Ieri sera, durante lo Spettacolo di Lady Gaga, mi sono venute in mente milioni di cose da scrivere. Le ho rimosse quasi tutte nelle due ore esatte spese al gelo dopo il concerto, aspettando dei maledettissimi autobus navetta in mezzo a migliaia di persone con pochissimi neuroni a loro disposizione. C’era il marito che cercava di tirare la moglie sul pullman impedendo agli altri di salire, la folla inferocita e da me capitanata che lo insultava, una cretina bionda che esponeva bizzare teorie sull’improbabile prolungamento di orario della metropolitana, amici gelati e affamati coi quali ridere per la disperazione e i piedi in cancrena. Oggi quindi ricordo ben poco.  Solo che è stato uno spettacolo meraviglioso, che Lady Gaga ha persino una bella voce, che non è né magra né bella, né mai ben vestita ma solo travestita, che mangia le teste alle barbie lanciate sul palco mentre saluta nonno Gìuseppi che – poraccio – ha stirato le gambe qualche mese prima. Ha cambiato travestimento talmente tante volte che dopo la prima ora ho perso il conto. E se ho perso il conto io vuol dire che erano davvero tanti quei costumi. Ma più numerosi dei cambi d’abito sono stati i monologhi. Parla, straparla, ringrazia mille mila volte i piccoli mostri, racconta di quand’era al liceo ed era la nerdy in mezzo alle Bergdorf blondes dell’Upper-East-Side, quelle che la prendevano in giro perché culona e mal vestita, quelle che ora probabilmente sono in mezzo agli oltre 24 milioni di utenti facebook che hanno cliccato like nella sua fan page. Ennesima sintesi della rivincita delle cesse, seppur nate ricche e logisticamente avvantaggiate nel cuore di quell’isoletta minore che risponde al nome di Manhattan. E’ genio e finta-sregolatezza, persino quando si atteggia a matta e dissociata, andando ben oltre il senso del ridicolo, dà l’impressione  di farlo in modo ragionato. Quando poi ha cantato Speechless, per me che ho una cultura musicale talmente irrilevante che forse solo di calcio ne capisco meno, è stato bellissimo vederla compiere un’impresa titanica: svecchiare, seppur solo per trenta secondi, Giorgio Armani. Negli stessi istanti ricevevo un sms da un amico, allontanatosi momentaneamente per bere, con scritto «ti sta ferendo, vero?». Purtroppo, puntuale come sempre la batteria dell’iPhone è morta due secondi dopo, ma avrei voluto rispondere «Vabbè, ma McQueen è morto. Era perfetto, ma è morto». E se sposi il mainstream mica telefoni a Gareth Pugh.
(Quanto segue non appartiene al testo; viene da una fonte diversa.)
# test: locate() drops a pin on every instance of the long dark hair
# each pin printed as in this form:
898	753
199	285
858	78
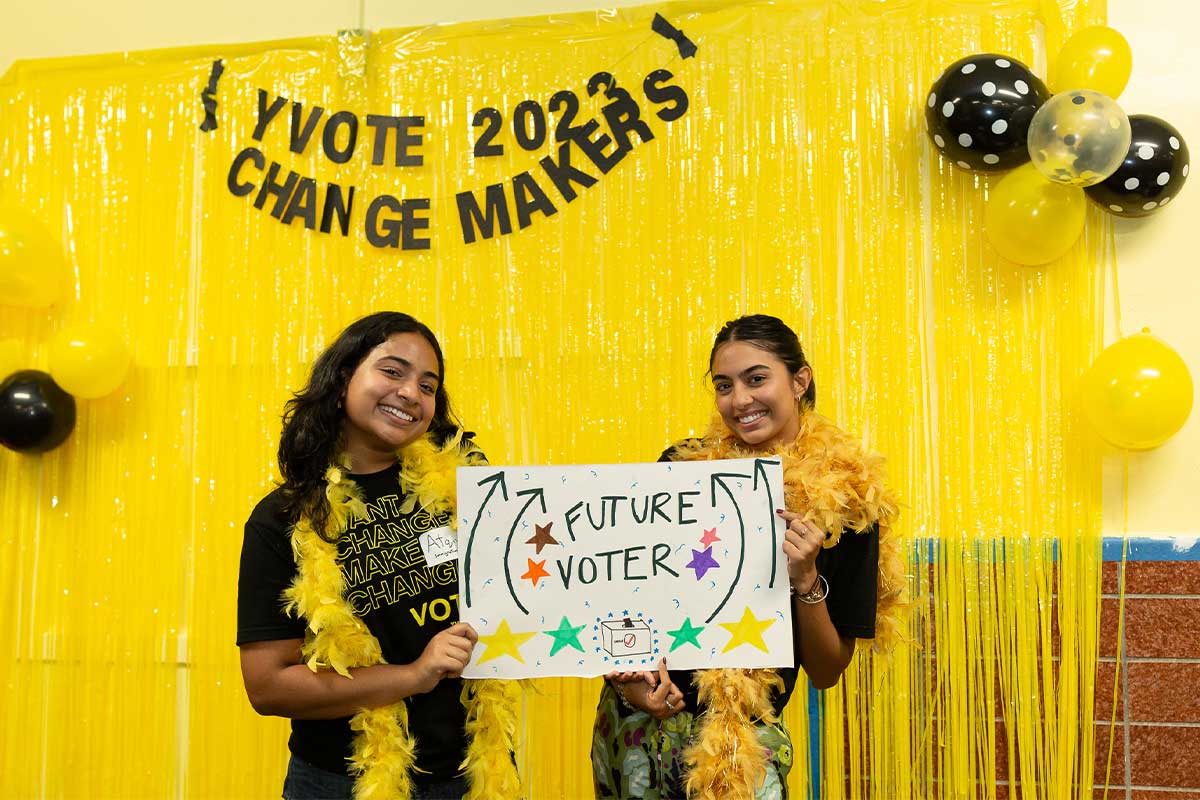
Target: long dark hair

7 pensieri su “«You don’t lip-sync like those other girls»

  1. Devo dire che con il tempo stai diventando sempre più buono. Questa cosa non è da te e mi disorienta un po’. Per questo volevo chiederti se ti va di andare a picchiare un barbone domani sera. Magari travestiti da fatine bianche.
    Si potrebbe fare anche stasera, ma ho il concerto di Lady Gaga.
    Ciao.

  2. …più che buono direi sentimentale…ma fossi in voi non dimenticherei, oltre alle due ore fuori dal palazzetto, l’altra ora passata ad attendere il taxi….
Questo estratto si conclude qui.